Swaziland is a major apparel exporter with a large share of the US market. The industry employs thousands of people. Some experts warn the sector could suffer a major blow with important export cuts and job losses following the termination of its eligibility for AGOA.
Shortly after the loss of AGOA benefits was confirmed, several textile companies in Swaziland announced massive layoffs and some like Tex Ray and Matsapha Knitwear had to shut down.
“The factory was terminating workers’ employment because of the loss of the Africa Growth Opportunity Act (AGOA)” – Swazi Member of Parliament, Mknosi Dlamini
Although The Gambia’s government recently congratulated the United States for the removal of The Gambia from AGOA, citing that Gambia never benefitted from the agreement in the first place, the revocation could further hurt an economy that had a difficult year in 2014.
In a statement released by the IMF country office on Thursday, Bhaswar Mukhopadhyay, the mission chief, said one of the factors that made 2014 a difficult year was the consequences of past fiscal slippages, which put pressure on the national budget, public enterprises, the private sector, and households.

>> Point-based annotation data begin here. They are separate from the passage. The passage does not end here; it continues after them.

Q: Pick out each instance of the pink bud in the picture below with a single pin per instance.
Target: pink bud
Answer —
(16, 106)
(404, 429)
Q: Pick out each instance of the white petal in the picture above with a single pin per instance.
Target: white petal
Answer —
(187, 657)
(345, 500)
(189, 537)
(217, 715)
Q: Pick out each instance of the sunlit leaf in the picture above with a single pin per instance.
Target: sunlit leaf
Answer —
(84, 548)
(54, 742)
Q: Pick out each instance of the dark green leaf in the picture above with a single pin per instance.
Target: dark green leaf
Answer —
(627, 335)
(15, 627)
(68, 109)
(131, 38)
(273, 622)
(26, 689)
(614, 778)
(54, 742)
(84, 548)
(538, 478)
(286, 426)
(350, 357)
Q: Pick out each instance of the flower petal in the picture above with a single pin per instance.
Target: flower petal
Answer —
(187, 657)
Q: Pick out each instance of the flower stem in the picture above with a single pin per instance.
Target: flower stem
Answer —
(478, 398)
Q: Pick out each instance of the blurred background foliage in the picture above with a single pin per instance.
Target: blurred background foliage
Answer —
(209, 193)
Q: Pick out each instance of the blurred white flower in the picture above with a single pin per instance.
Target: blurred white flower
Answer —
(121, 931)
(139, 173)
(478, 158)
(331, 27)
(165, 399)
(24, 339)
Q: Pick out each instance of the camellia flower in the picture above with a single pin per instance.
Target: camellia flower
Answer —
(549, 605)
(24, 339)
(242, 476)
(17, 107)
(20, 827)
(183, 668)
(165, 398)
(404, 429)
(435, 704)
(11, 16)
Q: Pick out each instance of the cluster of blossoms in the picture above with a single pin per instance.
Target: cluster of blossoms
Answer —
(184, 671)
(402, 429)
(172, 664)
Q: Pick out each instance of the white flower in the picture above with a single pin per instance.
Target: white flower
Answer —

This has resulted in currency depreciation, which has led to higher import costs.
By losing eligibility to AGOA, the Gambia is not only losing the benefits of lower tariffs to the US but also benefits of cheaper imports from the US.
In addition to The Gambia, Swaziland, and South Sudan, seven other countries have had their AGOA benefits revoked (though in some cases restored, i.e. Guinea-Bissau and Madagascar in 2014) in the last few years for a variety of reasons (often due to undemocratic transitions of power).
As mentioned earlier, AGOA is set to expire this year and its extension will be a clear priority for the United States and for African countries.